Mechanical low back pain refers to back pain that arises intrinsically from the spine, intervertebral discs, or surrounding soft tissues. This includes lumbosacral muscle strain, disk herniation, lumbar spondylosis, spondylolisthesis, spondylolysis, vertebral compression fractures, and acute or chronic traumatic injury.

Low back pain (LBP) is the fifth most common reason for physician visits, which affects nearly 60-80% of people throughout their lifetime. The lifetime prevalence of low back pain is reported to be as high as 84%, and the prevalence of chronic low back pain is about 23%, with 11-12% of the population being disabled by low back pain. In the 2010 Global Burden of Disease study, the global age-standardized point prevalence of LBP (from 0 to 100 years of age) was estimated to be 9.4%.

Patients generally present with a history of an inciting event that produced immediate low back pain. The most commonly reported histories include the following:

  • Lifting and/or twisting while holding a heavy object (e.g., box, shopping bag, etc. )
  • Operating pneumatic tools (e.g., drill machines)
  • A sedentary lifestyle that involves Prolonged sitting (e.g., desk job, long-distance truck driving)
  • Falls
  • Mechanical low back pain is usually cyclic, often referred to as the buttocks and thighs
  • Morning stiffness or pain is common
  • The symptoms are usually worsened by activity and improved partially by rest
  • Physical activity, particularly bending, extending, twisting, and lifting, commonly aggravates the symptoms, whereas restriction of pain-producing activities results in improvement at least temporarily.
  • Pain becomes worse over the course of the day and is relieved by the change of position
  • Typical physical findings are nonspecific, including a restricted range of motion of the spine, tight hamstring muscles, paravertebral muscle spasms, muscular trigger points, tenderness, and aggravation of symptoms on flexion or extension, and straight leg raising tests.

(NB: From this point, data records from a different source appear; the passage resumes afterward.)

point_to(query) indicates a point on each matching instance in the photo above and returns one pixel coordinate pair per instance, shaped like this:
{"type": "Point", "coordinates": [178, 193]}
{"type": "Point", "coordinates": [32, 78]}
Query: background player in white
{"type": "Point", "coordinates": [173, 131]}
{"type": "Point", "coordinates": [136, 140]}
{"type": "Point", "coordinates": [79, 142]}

  • According to recent advances and research, movement is good for your back
  • Corrective exercises for postural deviations helps strengthen the muscles of and around the spine
  • Tight hip and back muscles can impede the mobility of the spine, as muscles are connected like a chain in our body, thus stretching exercises help to
  • maintain good mobility not only at the spine but at all joints as well.
  • Dry needling, soft tissue release, and taping can be used to relieve pain and provide additional support to the muscles of the back.
  • Taking regular breaks at work for those with sedentary jobs and ergonomic changes for e.g. adjustment of chair and desk suitable for one’s body structure, correct techniques of lifting weight, etc. as per the ergonomic guidelines, prove effective in preventing recurrence of pain episodes.
  • Basic strength requires 6-8 weeks to build, post which, functional exercises can be taught, based on the type of occupational or sporting demands the individual requires to achieve.